As I mentioned last week, patience everyone. And when I say patience, I’m not saying be “satisfied with being mediocre” as some fans accuse. Like I said, I agree there are holes. But it’s imperative to figure out the correct way to fill those holes because in a league where it’s proving impossible to repair a mistake via trade, you better not make mistakes. Make cap mistakes, and it could wind up costing you a Patrick Kane, or in the Wild’s case, a Mikko Koivu or Brent Burns eventually.

Now, as Fletcher said above, this could be the team if he can’t make his “play” before the season. The only reason before the summer I was talking about Colton Gillies potentially being in the minors is I thought the team would probably need his $1-plus million cap space. But right now, if no move is made, he’s got a good shot at making the team.

And I know he was playing prospects in that scrimmage the other day, but he looked very, very good. Fast, nasty (buried Petr Kalus) and scored two goals — one exceptional one.

Anyway, I’ve said my peace. Have a good rest of the summer, and hopefully I’ve got it in myself to stand down and let others cover the team. Mid-July is usually the official end of the previous hockey season for me, so I hope you enjoyed the coverage this season. See you next season, amazingly, my fifth already covering the Wild.

(OK, I’m back. Nashville signed Peter Olvecky).

I’ll leave you with this. Here’s a look at the depth chart as of now:

Goalie 

Niklas Backstrom

Josh Harding

Barry Brust

Anton Khudobin

LD-RD

Kim Johnsson-Brent Burns

Nick Schultz-Marek Zidlicky

Greg Zanon-Shane Hnidy

John Scott-Jaime Sifers

Tyler Cuma-Justin Falk

Clayton Stoner-Jamie Fraser

Marco Scandella-Maxim Noreau

LW-C-RW

Andrew Brunette-Mikko Koivu-Martin Havlat

Owen Nolan-James Sheppard-Pierre-Marc Bouchard (RW until training camp)

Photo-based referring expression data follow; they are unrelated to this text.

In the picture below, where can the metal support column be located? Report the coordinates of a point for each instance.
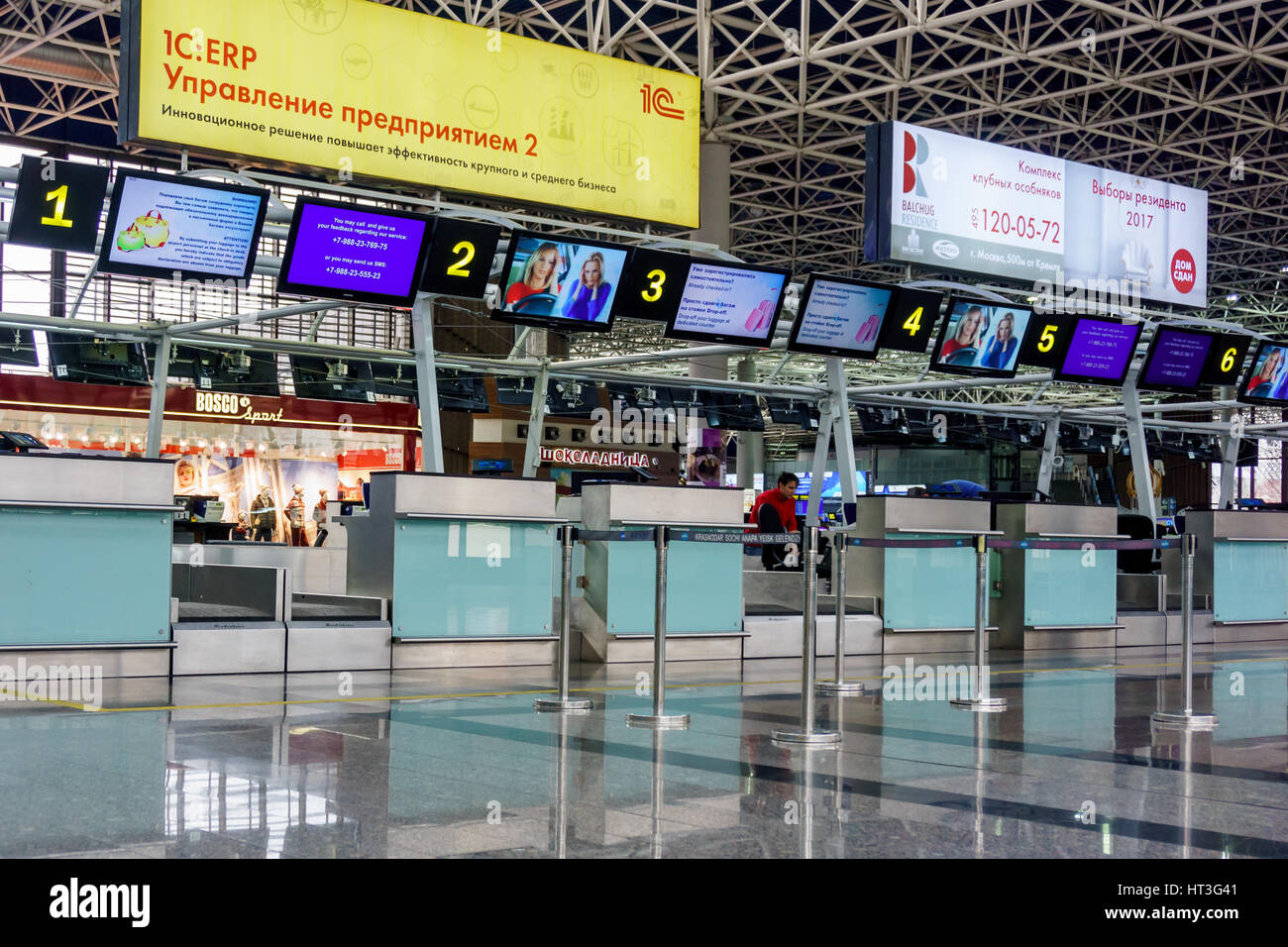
(156, 407)
(1186, 718)
(1050, 445)
(1138, 451)
(838, 684)
(658, 719)
(426, 384)
(567, 536)
(1229, 451)
(536, 421)
(842, 434)
(806, 735)
(980, 701)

Antti Miettinen-Eric Belanger-Cal Clutterbuck

Colton Gillies-Kyle Brodziak-Derek Boogaard

Petr Kalus-Benoit Pouliot-Craig Weller

Robbie Earl-Morten Madsen-Danny Irmen

Matt Kassian-Cody Almond-Carson McMillan

(the depth chart will change when the Wild plugs some minor-league holes, believed to be Duncan Milroy and Jon DiSalvatore, to replace Corey Locke and Krys Kolanos).